He moves quickly, pushing through the front door and scanning side to side down the empty street.

"I'm here," he responds, frustrated, momentarily happy to blame the princess's window of opportunity on the entirely inopportune call. He considers crossing the street, checking around campus—but intuition and three years of spending 18 hours a day with her tell him that class is the last place she will be. "Have you got something to say or were you hoping I'd make the conversation?" he snaps, growing more and impatient with the call.

"You've got the princess with you?"

He glares at nothing in particular, making a decision and hurrying to the left—attention in full detail mode for anything out of the ordinary, any hints of the princess. It is cold out and he was still warm from his workout when he got dressed, so he had skipped the jacket and he is now fully regretting the decision and even more fully resenting Daisy and her tendency to bolt. He never feels more like a babysitter than when he is racing down the streets trying to find where she has run off to.

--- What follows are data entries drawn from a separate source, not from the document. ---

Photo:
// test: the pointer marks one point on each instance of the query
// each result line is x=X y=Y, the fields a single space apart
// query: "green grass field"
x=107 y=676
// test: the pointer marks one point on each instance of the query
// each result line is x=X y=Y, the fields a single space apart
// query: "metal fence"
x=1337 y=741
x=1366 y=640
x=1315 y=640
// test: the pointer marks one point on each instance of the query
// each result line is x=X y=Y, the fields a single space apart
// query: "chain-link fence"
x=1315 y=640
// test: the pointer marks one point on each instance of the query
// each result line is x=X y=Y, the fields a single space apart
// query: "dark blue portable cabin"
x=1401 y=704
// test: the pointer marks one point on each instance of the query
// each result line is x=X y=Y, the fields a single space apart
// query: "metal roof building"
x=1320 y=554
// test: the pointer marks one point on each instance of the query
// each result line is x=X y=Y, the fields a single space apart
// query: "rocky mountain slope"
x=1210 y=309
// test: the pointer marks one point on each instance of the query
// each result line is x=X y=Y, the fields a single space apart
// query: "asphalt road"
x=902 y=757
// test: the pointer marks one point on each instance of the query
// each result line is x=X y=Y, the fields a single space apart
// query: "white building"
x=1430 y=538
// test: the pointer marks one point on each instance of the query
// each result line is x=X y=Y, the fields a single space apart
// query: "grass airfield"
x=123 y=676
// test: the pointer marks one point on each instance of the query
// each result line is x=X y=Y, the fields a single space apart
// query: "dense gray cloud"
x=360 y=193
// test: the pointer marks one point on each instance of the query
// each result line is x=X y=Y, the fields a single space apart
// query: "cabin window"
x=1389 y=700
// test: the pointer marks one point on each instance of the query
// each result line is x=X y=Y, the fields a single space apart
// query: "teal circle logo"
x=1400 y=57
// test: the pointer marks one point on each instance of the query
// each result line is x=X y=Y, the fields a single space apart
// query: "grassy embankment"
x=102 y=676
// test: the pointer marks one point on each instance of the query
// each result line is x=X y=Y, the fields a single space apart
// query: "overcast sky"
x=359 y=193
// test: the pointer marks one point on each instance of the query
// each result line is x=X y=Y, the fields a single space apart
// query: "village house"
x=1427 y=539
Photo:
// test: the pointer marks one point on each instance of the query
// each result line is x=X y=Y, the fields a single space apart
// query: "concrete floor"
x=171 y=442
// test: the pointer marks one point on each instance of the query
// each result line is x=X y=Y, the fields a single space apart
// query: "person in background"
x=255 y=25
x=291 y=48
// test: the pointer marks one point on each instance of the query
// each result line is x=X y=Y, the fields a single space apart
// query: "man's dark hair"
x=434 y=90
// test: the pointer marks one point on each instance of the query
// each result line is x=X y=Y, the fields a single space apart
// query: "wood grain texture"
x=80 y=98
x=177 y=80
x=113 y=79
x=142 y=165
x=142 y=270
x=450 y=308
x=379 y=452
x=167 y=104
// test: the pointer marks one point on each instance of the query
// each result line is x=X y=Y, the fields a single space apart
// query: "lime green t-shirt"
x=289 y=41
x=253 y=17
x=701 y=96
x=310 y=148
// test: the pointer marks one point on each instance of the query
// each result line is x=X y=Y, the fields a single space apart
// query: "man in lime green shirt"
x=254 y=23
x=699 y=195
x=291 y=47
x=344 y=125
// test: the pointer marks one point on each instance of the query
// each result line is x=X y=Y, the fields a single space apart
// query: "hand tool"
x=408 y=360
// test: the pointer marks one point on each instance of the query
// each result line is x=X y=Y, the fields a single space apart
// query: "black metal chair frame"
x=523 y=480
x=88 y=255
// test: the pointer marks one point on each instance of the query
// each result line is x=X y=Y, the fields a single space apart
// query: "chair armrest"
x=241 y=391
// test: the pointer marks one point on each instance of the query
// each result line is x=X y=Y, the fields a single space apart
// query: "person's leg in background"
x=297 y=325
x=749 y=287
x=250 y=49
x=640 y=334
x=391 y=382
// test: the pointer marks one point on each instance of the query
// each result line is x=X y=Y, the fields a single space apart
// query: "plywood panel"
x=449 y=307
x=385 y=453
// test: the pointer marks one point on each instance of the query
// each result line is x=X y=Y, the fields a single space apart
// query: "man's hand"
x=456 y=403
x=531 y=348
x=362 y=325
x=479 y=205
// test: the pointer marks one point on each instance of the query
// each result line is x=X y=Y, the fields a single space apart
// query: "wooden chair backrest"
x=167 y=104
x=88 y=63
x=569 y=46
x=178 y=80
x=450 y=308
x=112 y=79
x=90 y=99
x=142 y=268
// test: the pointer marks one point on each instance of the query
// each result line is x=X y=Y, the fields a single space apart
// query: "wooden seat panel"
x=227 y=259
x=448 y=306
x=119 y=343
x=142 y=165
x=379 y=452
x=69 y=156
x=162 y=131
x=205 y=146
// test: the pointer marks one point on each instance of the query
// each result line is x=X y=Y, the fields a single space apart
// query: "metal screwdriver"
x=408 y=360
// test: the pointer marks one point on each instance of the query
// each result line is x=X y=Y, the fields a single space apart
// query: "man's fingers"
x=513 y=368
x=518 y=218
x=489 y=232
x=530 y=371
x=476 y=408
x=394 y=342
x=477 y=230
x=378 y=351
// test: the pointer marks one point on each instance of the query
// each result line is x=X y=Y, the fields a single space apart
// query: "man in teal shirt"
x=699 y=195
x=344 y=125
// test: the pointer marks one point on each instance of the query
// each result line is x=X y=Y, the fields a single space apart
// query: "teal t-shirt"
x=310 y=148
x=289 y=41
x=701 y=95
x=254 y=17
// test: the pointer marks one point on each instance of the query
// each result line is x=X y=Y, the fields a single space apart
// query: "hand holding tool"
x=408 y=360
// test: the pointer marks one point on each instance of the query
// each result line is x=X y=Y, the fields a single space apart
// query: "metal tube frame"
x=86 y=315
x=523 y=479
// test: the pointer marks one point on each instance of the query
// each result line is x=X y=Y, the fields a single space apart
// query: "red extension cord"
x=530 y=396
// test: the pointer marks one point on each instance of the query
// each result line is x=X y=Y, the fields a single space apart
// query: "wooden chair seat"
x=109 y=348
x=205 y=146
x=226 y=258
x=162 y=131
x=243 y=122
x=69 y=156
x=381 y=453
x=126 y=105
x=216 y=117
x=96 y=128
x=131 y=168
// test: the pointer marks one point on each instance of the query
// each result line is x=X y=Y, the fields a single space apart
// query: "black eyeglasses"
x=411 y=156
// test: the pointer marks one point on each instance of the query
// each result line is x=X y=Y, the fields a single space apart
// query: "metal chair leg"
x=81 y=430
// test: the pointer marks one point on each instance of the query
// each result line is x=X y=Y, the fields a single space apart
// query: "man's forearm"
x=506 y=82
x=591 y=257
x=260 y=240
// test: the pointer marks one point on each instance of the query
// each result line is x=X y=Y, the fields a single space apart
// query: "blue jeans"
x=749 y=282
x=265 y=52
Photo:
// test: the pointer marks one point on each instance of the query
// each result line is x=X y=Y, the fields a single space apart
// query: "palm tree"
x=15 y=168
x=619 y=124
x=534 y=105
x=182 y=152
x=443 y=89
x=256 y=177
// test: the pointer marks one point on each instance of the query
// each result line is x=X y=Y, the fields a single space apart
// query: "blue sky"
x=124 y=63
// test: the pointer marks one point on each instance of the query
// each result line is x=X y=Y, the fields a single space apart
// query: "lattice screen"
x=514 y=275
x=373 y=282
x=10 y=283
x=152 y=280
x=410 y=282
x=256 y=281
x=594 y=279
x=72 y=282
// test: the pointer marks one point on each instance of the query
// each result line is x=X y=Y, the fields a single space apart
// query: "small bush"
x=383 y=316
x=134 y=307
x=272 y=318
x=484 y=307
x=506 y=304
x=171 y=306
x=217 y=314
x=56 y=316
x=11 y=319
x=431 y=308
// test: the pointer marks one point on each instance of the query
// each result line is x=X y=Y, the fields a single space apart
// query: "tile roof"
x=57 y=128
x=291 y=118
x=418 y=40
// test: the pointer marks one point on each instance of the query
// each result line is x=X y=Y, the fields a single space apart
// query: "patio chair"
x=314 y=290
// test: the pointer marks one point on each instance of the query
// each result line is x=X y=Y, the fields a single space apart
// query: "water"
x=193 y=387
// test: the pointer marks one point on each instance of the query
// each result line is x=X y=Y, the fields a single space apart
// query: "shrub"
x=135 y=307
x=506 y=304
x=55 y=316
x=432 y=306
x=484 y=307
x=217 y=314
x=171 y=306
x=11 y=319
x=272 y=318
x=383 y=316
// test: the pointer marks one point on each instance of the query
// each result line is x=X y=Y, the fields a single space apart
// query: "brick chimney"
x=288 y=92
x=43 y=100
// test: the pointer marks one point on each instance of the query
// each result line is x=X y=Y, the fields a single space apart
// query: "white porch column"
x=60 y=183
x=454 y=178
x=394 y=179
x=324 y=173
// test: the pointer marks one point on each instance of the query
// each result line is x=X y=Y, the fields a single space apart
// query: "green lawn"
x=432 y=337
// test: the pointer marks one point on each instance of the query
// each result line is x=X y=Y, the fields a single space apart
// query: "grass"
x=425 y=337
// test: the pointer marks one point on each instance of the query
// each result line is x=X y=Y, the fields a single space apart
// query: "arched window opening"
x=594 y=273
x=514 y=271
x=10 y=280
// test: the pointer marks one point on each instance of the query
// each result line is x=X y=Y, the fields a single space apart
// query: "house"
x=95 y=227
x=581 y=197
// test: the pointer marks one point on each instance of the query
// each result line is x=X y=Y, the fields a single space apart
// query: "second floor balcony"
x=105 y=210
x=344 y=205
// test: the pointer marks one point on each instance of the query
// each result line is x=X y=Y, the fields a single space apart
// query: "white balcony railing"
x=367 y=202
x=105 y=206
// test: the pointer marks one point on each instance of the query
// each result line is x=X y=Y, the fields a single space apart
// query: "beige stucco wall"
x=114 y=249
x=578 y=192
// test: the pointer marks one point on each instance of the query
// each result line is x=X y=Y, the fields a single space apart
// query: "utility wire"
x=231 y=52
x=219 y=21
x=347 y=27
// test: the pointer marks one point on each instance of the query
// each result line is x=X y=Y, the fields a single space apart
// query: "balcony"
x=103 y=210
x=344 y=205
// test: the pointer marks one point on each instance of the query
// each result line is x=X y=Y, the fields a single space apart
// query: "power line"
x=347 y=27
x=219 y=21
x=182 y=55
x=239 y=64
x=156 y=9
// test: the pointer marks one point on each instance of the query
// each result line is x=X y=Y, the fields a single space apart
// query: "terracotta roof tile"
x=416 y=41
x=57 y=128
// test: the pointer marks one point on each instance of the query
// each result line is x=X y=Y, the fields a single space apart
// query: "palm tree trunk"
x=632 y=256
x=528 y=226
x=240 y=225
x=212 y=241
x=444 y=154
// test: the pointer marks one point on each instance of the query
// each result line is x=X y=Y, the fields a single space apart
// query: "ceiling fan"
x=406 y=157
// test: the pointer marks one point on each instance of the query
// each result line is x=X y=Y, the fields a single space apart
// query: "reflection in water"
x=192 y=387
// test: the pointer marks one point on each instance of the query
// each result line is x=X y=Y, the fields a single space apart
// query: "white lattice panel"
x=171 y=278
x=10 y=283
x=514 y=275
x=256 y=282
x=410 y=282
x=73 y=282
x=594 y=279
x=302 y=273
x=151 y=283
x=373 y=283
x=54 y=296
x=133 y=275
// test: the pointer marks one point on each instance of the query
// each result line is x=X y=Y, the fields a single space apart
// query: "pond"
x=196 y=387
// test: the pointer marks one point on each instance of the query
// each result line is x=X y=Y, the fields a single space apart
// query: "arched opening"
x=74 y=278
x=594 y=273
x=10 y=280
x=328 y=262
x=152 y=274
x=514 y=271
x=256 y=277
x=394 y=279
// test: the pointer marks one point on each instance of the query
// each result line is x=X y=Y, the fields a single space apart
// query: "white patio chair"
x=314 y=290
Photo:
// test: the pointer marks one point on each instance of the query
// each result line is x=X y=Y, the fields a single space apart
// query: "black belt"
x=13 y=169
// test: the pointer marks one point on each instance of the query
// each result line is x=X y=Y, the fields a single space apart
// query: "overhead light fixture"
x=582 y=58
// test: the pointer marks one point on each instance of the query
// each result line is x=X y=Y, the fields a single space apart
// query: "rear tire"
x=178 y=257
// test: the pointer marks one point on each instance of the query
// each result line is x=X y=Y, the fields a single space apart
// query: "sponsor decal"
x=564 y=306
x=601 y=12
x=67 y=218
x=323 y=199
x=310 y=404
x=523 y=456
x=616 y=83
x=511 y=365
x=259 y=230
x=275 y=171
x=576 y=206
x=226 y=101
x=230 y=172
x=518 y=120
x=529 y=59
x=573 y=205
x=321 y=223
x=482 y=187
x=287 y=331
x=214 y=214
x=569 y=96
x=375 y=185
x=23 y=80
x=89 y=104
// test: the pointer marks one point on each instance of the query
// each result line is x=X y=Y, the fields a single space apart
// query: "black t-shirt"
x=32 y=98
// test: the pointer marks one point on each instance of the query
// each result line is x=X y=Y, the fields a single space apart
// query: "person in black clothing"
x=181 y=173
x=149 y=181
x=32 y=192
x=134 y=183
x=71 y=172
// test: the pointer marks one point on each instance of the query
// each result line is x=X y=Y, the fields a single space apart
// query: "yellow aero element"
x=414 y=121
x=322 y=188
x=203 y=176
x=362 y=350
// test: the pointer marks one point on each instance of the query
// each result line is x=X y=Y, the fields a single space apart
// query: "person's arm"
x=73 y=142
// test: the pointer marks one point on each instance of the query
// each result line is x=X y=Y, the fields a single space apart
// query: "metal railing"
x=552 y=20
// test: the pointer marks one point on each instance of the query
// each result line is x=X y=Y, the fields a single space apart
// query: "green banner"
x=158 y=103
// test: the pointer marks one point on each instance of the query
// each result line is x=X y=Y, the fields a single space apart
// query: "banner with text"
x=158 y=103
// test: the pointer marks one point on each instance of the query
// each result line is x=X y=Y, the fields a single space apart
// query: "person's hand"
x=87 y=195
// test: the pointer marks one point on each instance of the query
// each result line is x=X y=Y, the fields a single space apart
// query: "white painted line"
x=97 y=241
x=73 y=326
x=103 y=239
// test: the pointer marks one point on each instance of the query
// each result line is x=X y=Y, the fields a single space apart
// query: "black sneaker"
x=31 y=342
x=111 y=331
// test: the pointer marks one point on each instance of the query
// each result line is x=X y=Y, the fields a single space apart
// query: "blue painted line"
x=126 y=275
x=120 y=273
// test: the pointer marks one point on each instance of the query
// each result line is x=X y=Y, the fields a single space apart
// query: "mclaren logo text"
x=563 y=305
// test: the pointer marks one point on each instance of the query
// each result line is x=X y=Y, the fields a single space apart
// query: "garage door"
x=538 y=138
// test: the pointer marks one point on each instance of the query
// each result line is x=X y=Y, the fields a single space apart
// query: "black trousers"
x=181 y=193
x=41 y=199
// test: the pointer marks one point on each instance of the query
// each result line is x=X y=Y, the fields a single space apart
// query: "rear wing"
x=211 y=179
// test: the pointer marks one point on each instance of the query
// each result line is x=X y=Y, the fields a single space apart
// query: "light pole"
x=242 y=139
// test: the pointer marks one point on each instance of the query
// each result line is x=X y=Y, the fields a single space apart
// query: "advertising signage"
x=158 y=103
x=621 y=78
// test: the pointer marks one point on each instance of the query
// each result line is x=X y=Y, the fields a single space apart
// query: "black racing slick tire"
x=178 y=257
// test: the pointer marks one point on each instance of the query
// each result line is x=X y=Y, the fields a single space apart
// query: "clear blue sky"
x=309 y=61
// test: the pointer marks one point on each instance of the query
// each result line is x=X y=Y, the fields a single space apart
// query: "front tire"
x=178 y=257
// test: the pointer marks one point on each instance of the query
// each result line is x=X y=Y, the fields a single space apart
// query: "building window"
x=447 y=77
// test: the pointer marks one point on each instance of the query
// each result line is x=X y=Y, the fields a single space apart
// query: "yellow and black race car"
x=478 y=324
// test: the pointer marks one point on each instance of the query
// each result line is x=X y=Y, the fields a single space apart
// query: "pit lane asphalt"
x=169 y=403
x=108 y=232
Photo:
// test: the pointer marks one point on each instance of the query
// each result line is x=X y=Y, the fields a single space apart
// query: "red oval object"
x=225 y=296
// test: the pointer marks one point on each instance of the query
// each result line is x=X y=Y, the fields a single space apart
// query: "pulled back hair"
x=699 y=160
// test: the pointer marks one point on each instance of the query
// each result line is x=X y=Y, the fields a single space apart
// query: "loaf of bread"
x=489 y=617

"Sure," he lies, breathe puffing frozen in front of his face and separating as he continues through it.

"We've got a code red here. Keep her close and await further detail."

The caller hangs up and Lincoln shoves his phone unceremoniously into his back pocket, letting out a curse that Daisy would snarkily inform him is inappropriate language to use around a princess, before proceeding to very pointedly use the same word at least eleven times before sunset.

Code Red means a direct threat to the crown—to Daisy's mother the Queen Jiaying. It means it isn't safe for her to be off—who the hell knows where—without his protection. If she isn't dead, he thinks he is going to personally kill her and gladly accept the punishment—he is pretty certain there is nothing they can do to him that would be worse than this assignment.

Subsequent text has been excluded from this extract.